Seit vier Jahren reden Pristina und Belgrad konstruktiv miteinander - moderiert von der EU-Kommission. Einiges hat sich schon zum Positiven verändert. Etwa was die Anerkennung von Zollstempeln und Universitätsabschlüssen oder die Teilnahme an Kommunalwahlen angeht. Vieles liegt aber auch auf Eis.

Von Stephan Ozsváth | 06.02.2015
    Proteste in Pristina – Ende Januar. Die Menge fordert den Rücktritt des serbisch-stämmigen Ministers Jablanovic. Er hatte albanische Protestierer als Wilde bezeichnet, die serbische Gläubige daran gehindert hatten, anlässlich des orthodoxen Weihnachtsfestes die west-kosovarische Stadt Gjakova zu besuchen. Der Serbe ist mittlerweile zurückgetreten.
    Streit um Bodenschätze
    Bei den Protesten geht es auch um Trepca: Einen Minen-Komplex, der 4.000 Menschen Arbeit gibt – die meisten Serben im Norden des Kosovo. Serbien und Kosovo streiten um die Bodenschätze. Marko Djuric, Kosovo-Beauftragter der serbischen Regierung will Trepca auch zum Thema in Brüssel machen.
    "Wir werden darauf bestehen. Seit zwei Jahren wollen wir über das Eigentum reden. Am wichtigsten ist aber das Thema der Gemeinschaft serbischer Gemeinden.

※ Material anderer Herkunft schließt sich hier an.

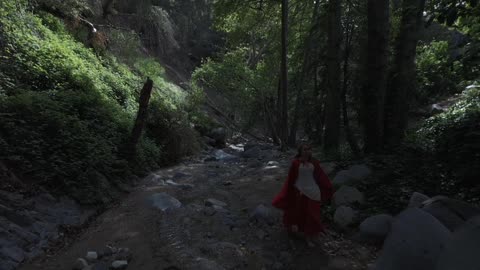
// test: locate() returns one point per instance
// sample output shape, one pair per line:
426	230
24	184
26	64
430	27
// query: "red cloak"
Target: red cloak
297	208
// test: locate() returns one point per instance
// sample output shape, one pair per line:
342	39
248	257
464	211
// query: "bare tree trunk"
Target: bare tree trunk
284	102
373	90
403	75
332	110
306	60
142	115
348	46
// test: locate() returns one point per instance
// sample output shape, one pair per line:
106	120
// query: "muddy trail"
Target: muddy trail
211	212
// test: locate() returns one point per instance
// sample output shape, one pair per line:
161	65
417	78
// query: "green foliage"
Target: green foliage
437	74
240	84
454	136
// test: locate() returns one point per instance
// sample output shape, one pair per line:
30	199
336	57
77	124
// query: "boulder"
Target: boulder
417	199
163	201
344	216
375	228
463	250
212	202
415	241
263	214
347	195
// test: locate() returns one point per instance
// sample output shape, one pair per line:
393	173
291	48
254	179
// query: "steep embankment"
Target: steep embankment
70	74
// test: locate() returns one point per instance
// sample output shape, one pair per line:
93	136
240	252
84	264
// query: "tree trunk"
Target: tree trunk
348	46
141	119
284	102
403	78
306	54
332	110
373	90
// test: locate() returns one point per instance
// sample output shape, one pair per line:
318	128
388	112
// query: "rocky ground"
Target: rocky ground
213	212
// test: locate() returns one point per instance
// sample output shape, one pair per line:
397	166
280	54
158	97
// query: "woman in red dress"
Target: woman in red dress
306	188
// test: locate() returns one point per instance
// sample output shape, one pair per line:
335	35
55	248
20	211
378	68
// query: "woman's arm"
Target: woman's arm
324	183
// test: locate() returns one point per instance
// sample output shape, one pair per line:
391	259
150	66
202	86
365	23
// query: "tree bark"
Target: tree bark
403	75
284	102
292	138
141	119
332	110
373	90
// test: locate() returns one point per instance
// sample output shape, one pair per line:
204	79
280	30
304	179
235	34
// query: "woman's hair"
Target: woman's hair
300	149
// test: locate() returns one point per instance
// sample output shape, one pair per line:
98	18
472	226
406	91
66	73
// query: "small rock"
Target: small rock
417	199
277	266
209	211
339	263
212	202
100	266
263	214
123	254
80	264
119	264
91	256
347	195
164	202
376	227
13	253
260	234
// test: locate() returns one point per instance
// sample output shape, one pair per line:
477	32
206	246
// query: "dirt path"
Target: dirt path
196	236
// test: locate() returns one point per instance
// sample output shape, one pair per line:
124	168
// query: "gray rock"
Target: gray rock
260	234
212	202
342	177
163	201
80	264
123	254
13	253
91	256
328	167
452	213
101	266
209	211
344	216
354	174
8	265
414	242
263	214
347	195
463	250
339	263
376	228
119	264
15	216
205	264
417	199
277	266
254	152
219	135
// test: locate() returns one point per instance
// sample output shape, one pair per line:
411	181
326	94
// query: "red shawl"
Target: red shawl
284	198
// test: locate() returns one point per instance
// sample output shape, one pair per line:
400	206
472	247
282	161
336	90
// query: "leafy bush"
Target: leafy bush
438	75
66	113
240	84
454	136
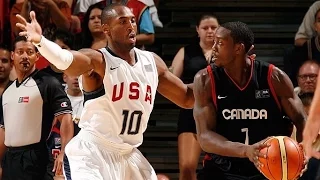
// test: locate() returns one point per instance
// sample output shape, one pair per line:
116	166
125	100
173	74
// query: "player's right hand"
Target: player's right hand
32	31
253	152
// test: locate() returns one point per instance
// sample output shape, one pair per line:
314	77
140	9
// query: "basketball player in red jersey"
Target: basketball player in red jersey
238	104
120	84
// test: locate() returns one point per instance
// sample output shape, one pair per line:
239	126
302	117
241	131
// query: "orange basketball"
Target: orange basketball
285	159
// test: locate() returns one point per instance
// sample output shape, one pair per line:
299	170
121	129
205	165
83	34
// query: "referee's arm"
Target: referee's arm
3	147
61	106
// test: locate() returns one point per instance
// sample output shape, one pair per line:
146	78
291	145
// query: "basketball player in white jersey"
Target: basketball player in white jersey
120	84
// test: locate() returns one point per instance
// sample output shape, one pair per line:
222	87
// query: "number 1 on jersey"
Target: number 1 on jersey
246	130
135	116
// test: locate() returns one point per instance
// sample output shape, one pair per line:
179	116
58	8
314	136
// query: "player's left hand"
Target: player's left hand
305	162
253	152
57	168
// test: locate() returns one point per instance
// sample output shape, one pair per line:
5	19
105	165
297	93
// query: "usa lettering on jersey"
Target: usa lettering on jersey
134	89
230	114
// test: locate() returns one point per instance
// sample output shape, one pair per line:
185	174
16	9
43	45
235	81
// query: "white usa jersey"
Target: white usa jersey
121	114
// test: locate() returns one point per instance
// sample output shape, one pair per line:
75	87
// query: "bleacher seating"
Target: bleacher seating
274	23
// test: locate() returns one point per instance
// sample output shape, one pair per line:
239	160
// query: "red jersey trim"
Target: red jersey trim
243	88
213	86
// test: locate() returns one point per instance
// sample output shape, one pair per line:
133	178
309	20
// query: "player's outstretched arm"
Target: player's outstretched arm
312	127
289	100
171	87
72	62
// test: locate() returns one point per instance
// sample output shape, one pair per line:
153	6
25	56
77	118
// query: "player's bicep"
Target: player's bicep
171	87
289	101
177	63
204	111
84	60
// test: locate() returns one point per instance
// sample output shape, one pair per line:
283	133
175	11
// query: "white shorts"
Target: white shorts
93	158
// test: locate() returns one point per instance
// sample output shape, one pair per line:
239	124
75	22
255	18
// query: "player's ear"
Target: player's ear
106	29
239	48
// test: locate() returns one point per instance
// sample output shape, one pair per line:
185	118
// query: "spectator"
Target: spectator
82	6
28	108
187	62
153	12
306	30
145	34
307	77
297	55
76	98
92	35
51	14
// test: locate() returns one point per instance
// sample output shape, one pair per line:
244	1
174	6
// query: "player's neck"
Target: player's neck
3	84
23	75
205	46
55	69
99	41
74	92
239	71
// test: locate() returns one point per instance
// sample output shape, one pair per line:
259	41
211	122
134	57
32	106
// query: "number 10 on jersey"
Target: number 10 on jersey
132	126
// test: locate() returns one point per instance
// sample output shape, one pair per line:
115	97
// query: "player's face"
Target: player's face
206	29
94	23
24	56
317	23
62	44
5	64
307	77
122	28
223	48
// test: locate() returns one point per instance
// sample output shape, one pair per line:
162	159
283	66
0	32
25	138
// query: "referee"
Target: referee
29	106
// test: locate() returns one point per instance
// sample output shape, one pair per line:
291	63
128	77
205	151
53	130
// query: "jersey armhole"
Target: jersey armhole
273	92
102	55
213	86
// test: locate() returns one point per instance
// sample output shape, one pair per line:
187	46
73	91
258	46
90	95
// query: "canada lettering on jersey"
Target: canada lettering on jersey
230	114
134	92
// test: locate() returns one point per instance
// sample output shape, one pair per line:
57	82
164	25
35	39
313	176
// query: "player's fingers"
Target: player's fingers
59	168
315	154
21	19
23	33
33	16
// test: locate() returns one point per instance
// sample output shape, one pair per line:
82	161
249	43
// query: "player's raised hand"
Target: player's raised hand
253	152
32	31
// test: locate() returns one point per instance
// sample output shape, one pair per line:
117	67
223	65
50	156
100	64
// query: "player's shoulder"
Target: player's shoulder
202	76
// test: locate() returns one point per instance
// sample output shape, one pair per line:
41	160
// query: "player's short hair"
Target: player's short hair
240	33
306	98
19	39
108	12
65	36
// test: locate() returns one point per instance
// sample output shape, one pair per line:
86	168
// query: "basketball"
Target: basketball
285	159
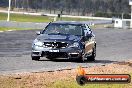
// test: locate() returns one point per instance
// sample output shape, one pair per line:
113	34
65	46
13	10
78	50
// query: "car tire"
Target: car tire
50	56
36	58
92	57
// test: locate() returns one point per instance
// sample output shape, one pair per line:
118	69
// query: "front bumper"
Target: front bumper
70	52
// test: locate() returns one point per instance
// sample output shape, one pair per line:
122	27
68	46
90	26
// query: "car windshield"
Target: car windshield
70	29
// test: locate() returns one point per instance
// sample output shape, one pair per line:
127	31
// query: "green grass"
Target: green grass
73	84
24	82
30	18
25	18
12	28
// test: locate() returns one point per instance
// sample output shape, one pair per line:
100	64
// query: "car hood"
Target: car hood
46	37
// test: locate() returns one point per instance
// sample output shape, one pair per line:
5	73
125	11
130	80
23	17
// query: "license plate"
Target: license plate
53	50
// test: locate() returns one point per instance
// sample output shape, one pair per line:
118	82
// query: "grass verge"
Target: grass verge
13	28
30	18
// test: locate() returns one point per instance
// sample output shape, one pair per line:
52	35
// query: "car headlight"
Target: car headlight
75	44
38	43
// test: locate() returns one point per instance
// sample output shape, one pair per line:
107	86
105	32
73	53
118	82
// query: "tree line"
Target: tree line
73	7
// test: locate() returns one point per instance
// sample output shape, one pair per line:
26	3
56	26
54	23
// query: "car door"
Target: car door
89	40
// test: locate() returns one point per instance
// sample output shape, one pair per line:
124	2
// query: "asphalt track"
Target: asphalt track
113	45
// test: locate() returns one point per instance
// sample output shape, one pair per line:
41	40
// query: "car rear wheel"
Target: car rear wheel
36	58
92	57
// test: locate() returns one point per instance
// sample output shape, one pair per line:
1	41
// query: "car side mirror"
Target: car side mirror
38	32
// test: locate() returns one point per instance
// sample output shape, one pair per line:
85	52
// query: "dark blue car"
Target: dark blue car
72	40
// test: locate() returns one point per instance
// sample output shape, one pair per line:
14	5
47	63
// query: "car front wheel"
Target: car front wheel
92	57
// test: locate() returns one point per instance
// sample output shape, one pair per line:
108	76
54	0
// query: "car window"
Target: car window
70	29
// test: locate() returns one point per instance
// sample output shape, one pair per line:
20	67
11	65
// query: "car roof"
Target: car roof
68	22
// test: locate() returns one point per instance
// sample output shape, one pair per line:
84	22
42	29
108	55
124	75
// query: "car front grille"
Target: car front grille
56	44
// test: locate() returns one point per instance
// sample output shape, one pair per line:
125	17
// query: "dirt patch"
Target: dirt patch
45	79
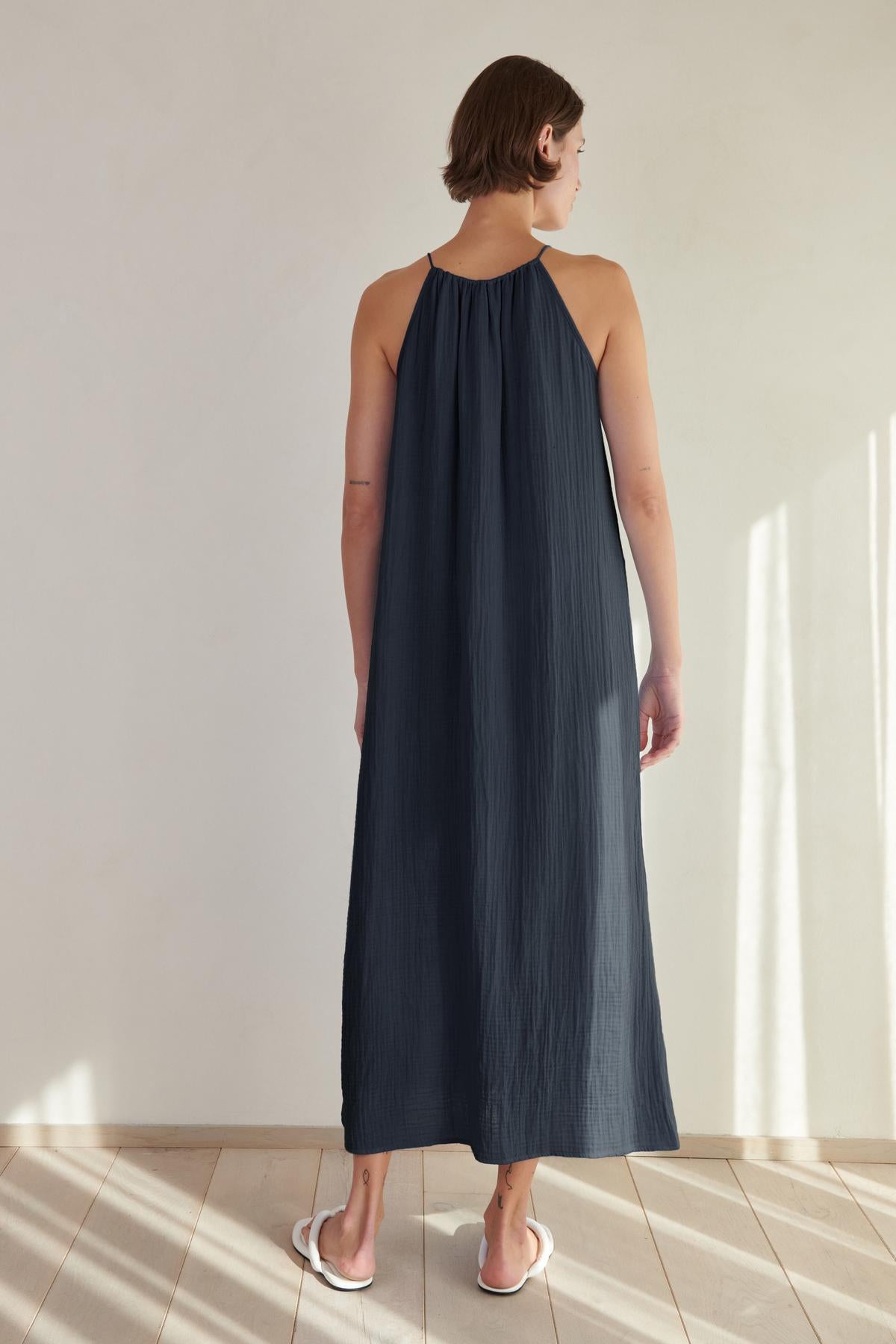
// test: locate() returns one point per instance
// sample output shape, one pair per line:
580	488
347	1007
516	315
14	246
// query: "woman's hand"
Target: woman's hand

    Die Vermittler werden sicher auch das Thema Justiz ansprechen. Wenn wir die Gemeinschaft serbischer Gemeinden gut aufstellen, werden wir auch all unsere Unternehmen in diese Gemeinschaft wie ein Fundament einbauen können."
    Da ist Streit mit der Kosovo-Regierung schon vorprogrammiert. Trepca war mit 20.000 Arbeitern einer der größten Arbeitgeber Jugoslawiens. Aber wem gehört Trepca heute – wenn Serbien den Staat Kosovo nicht anerkennt? Bardh Sherifi ist Politiker und ein ehemaliger UCK-Kämpfer. Er glaubt nicht, dass Trepca ein Thema in Brüssel wird, sagt er.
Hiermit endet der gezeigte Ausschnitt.